De son côté, Santé Canada se borne à répéter que « à l’heure actuelle, la vente d’aliments provenant d’animaux génétiquement modifiés n’est pas autorisée au Canada ». Mais le ministère prend soin de préciser qu’« il est impossible de dire, à ce stade-ci, si la vente de tels aliments sera autorisée ». Avant qu’une telle décision puisse être prise, souligne-t-il, « il faudrait procéder à une évaluation scientifique complète de leur innocuité et de leur qualité nutritionnelle ».
Élaboré par la compagnie étasunienne AquaBounty Technologies, le saumon AquAdvantage a été modifié génétiquement de façon à arriver à maturité deux fois plus vite que ses congénères sauvages. Ce qui permet de le commercialiser au bout de 16 à 18 mois au lieu de trois ans. La firme assure également que son nouveau produit permettra de répondre à la demande croissante des consommateurs tout en soulageant les populations actuelles de saumons sauvages. « Je pense que cette technologie peut aider à soutenir une chaîne alimentaire sûre et pérenne », affirme son directeur général, Ronald Stotish.

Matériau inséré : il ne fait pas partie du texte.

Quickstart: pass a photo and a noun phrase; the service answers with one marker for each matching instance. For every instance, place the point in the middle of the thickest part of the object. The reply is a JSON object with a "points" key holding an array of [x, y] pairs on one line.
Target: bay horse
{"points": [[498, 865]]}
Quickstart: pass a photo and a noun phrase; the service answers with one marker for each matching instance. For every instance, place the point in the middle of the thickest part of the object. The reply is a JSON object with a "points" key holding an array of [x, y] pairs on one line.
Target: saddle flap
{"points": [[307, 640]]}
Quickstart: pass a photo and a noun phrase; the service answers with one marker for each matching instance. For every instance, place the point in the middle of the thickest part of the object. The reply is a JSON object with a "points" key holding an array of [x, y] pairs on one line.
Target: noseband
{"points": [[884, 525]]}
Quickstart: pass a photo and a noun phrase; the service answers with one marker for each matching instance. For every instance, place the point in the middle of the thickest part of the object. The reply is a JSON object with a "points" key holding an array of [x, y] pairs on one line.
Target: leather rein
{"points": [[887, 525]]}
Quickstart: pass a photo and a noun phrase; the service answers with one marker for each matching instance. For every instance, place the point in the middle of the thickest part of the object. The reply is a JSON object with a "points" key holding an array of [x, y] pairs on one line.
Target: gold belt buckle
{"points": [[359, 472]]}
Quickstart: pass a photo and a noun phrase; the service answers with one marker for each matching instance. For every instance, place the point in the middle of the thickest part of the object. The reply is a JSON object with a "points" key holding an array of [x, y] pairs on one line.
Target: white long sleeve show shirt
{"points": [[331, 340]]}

… ou une menace pour l’environnement ?
La vaste majorité des associations de protection de l’environnement et de défense des consommateurs sont d’un tout autre avis. Au total, plus d’une trentaine de groupes, dont le Center for Food Safety, le Food and Water Watch et la Consumers Union, ont demandé à la FDA qu’elle rejette le saumon AquAdvantage.
Ils estiment en effet qu’il représente une grave menace potentielle pour l’environnement. Et spécialement une menace de « pollution génétique » au cas où quelques spécimens de saumons s’échapperaient dans la nature et concurrenceraient leurs congénères.
Ainsi, une étude publiée aux États-Unis indique que si 60 saumons modifiés génétiquement se retrouvaient dans l’océan, cela pourrait mener à l’extinction d’une population de 60 000 saumons sauvages en moins de 40 générations.
Plusieurs spécialistes s’inquiètent aussi du manque de transparence de la FDA en ce qui concerne l’impact des aliments modifiés génétiquement sur la santé humaine et l’environnement. Dans un article publié en juin dans le New York Times, Margaret Mellon, responsable des questions d’alimentation et d’environnement à l’Union of Concerned Scientists, déplore le fait que « personne n’a accès aux données complètes ».
La porte ouverte à d’autres OGM
La situation est identique de ce côté-ci de la frontière. Selon Lucy Sharratt, porte-parole du groupe Canadian Biotechnology Action Network, AquaBounty « s’apprête à demander à Santé Canada d’approuver à son tour son saumon transgénique ». Or, poursuit-elle, « ni les régulateurs canadiens ni leurs homologues étasuniens ne possèdent l’expertise nécessaire pour évaluer s’il représente ou non un risque en matière de sécurité ».
Santé Canada est déjà en train d’évaluer la sécurité d’un porc transgénique nommé Enviropig, dont les consommateurs et la plupart des éleveurs ne veulent pas, précise Lucy Sharratt, qui se dit « très préoccupée ». Si la FDA, puis Santé Canada approuvent la commercialisation de ce nouveau saumon, ce sera la porte ouverte à la production et à la vente d’autres espèces au patrimoine génétiquement modifié, soutient-elle.
Quel étiquetage ?
Pour sa défense, AquaBounty certifie qu’elle a pris des mesures de sécurité draconiennes en vue d’éviter que ses poissons high tech entrent en contact avec leurs congénères sauvages, notamment en les élevant uniquement dans des bassins situés sur la terre ferme et en choisissant une variété dont les femelles sont stériles.
« Nous savons tous que le saumon suscite un énorme engouement parmi les consommateurs, explique le biologiste Jonathan Rosenfield, président de la fondation SalmonAID. Cependant, la solution n’est pas d’élever des variétés génétiquement modifiées pour en avoir plus, mais de travailler à accroître les populations de saumons sauvages. »
Si les experts de la FDA approuvent la requête d’AquaBounty Technologies, ils devront également se prononcer sur l’épineuse question de l’éventuel étiquetage de l’AquAdvantage, qui serait alors l’unique moyen pour les consommateurs de l’identifier.